Trump’s Comments on Nuclear Treaty Raise Concerns


By Debbie Gregory.

Last week, President Trump made comments about the New START (Strategic Arms Reduction Treaty ) Treaty, calling it “a one-sided deal” and a “bad deal,” and pledged that “if countries are going to have nukes, we’re going to be at the top of the pack.”

The treaty, with the formal name Measures for the Further Reduction and Limitation of Strategic Offensive Arms, was signed between Russia and the United States in April 2010 in Prague, and entered into force on February 5, 2011. The Treaty’s duration is ten years — until 2021, unless superseded by a subsequent agreement.

Under the Treaty, the U.S. and Russia agreed to limit their deployed forces to 1,550 warheads over 700 delivery systems, including intercontinental ballistic missiles, submarine-launched ballistic missiles and bombers by February 5, 2018.

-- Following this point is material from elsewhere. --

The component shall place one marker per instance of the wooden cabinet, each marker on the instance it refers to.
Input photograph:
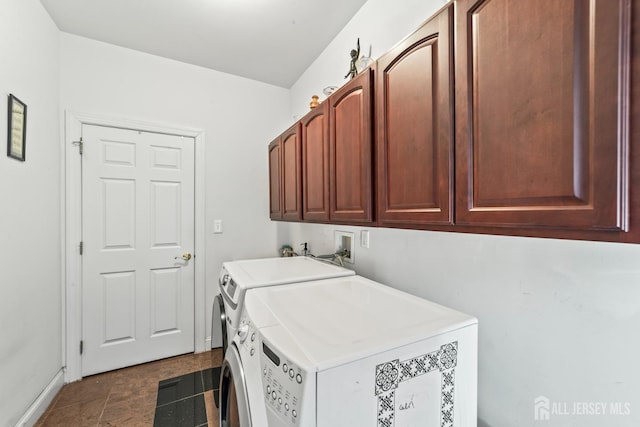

According to a Reuters report on February 9, 2017, in Trump’s first telephone call with Russian President Vladimir Putin, Trump denounced the treaty claiming that it favored Russia and was “one of several bad deals negotiated by the Obama administration.”

The independent non-profit Arms Control criticized the president’s remarks, saying “Mr. Trump’s comments suggest, once again, that he is ill-informed about nuclear weapons and has a poor understanding of the unique dangers of nuclear weapons. The history of the Cold War shows us that no one comes out on ‘top of the pack’ of an arms race and nuclear brinksmanship.”

“Any effort to undo the agreement or suggest the administration is not interested in an extension or negotiating a new agreement to replace New START when it expires in 2021 would negatively impact U.S. security and negatively impact an already shaky global nuclear order,” said Kingston Reif, a member of the Arms Control Association.

Expanding the US arsenal with new or additional nuclear weapons could cost approximately $400 billion, according to the Congressional Budget Office. Other estimates put the overall nuclear modernization closer to $1 trillion.

The New START allows the United States to keep enough nuclear weapons to destroy the planet several times over. Without the New START and INF effective, America will be compelled to waste enormous military and financial resources.